Madison Spencer, dead girl at large, returns in Chuck Palahniuk’s sequel to 2011’s “Damned.” While her previous adventure took place in Hell, the sequel finds her stuck on earth – or purgatory — as a ghost.

This is a Palahniuk novel, so expect difficult-to-predict events and forget anything society considers in good taste. If you can make it past the first chapter, which has a woman throwing a used condom with lipstick and chocolate on the outside of it out of a black Limo’s window after blowing it up and tying it to look like a little balloon man, you’re good to go!

The narrative, told as a series of blogs, jumps from the present, non-corporeal Madison, to the past, which involves a younger Madison staying with her grandparents on a farm. Additionally, blog posts by another character appear, telling an ancient prophecy that Madison appears to be fulfilling.

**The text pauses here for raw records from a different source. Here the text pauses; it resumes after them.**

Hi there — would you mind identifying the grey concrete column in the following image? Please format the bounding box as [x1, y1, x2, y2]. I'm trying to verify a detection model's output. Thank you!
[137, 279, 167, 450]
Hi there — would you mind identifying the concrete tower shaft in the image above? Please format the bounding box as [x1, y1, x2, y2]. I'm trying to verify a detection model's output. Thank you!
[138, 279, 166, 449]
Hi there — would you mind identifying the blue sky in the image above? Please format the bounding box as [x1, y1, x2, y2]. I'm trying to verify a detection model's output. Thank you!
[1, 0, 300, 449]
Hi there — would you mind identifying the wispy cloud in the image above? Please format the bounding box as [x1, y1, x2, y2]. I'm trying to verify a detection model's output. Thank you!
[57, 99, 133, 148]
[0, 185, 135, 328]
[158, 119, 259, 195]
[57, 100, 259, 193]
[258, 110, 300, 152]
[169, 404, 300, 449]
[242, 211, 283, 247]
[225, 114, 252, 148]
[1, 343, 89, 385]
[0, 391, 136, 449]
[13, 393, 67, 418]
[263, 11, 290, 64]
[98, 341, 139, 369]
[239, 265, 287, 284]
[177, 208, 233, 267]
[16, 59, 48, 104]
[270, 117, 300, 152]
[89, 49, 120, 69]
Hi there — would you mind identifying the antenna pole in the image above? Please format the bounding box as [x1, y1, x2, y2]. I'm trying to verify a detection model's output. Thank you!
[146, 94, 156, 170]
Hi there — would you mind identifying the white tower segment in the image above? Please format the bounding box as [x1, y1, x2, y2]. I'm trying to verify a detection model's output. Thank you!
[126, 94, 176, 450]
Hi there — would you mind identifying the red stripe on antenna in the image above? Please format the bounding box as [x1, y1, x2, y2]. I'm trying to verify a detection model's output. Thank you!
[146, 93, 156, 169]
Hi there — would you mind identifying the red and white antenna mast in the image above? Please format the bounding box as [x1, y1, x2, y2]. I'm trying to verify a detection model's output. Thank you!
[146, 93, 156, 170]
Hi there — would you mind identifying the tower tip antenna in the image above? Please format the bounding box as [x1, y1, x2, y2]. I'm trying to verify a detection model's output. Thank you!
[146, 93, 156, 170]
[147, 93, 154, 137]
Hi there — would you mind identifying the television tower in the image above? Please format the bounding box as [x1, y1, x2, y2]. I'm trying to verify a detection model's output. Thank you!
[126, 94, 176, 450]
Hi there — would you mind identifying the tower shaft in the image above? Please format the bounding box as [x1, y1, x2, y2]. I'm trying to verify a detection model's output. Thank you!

Like most of Palahniuk’s novels, he throws in some many disparate ideas that it’s amazing that it stays together. Here he has a ghost hunter, a pervert in a bathroom, “Voyage of the Beagle,” a succubus, a religious cult based on Madison’s practical joke from the first book, and a plan that would make a James Bond villain green with envy.

The book is funny in a perverse way. I enjoyed “Damned” for its humor a lot, and “Doomed” continues Palahniuk’s twisted tale of the afterlife. I laughed out loud many times, something I normally never do when I read, even when I type LOL on Facebook.

But “Doomed” suffers from too much time spent in Madison’s past, and its lack of characters for her to be with. Her entourage of dead friends appears briefly, and somewhat enigmatically, in this story, leaving Madison to spend some time with her dead grandmother and a ghost “bounty hunter” named Crescent City. I wanted more of these two characters.

There’s also a subplot about a Madison doppelganger that Palahniuk builds up, but it the payoff is anticlimactic.

“Doomed” suffers from the problem with many planned trilogies; the second story simply serves the purpose of building the reader up for the final chapter. The finale certainly whetted my appetite for the final installment, but I felt too much was being held from me during this story.

Do I recommend “Doomed”? Sure. If you are a fan of Palahniuk, it’s a quick, funny read. However, it is not up there with books like “Fight Club” or “Invisible Monsters.”

Palahniuk has announced that his next book, “Beautiful You“ will be released next year. That means we will have to wait until 2015 to find out Madison’s fate. Gripes aside, I cannot wait to find out how her odyssey ends.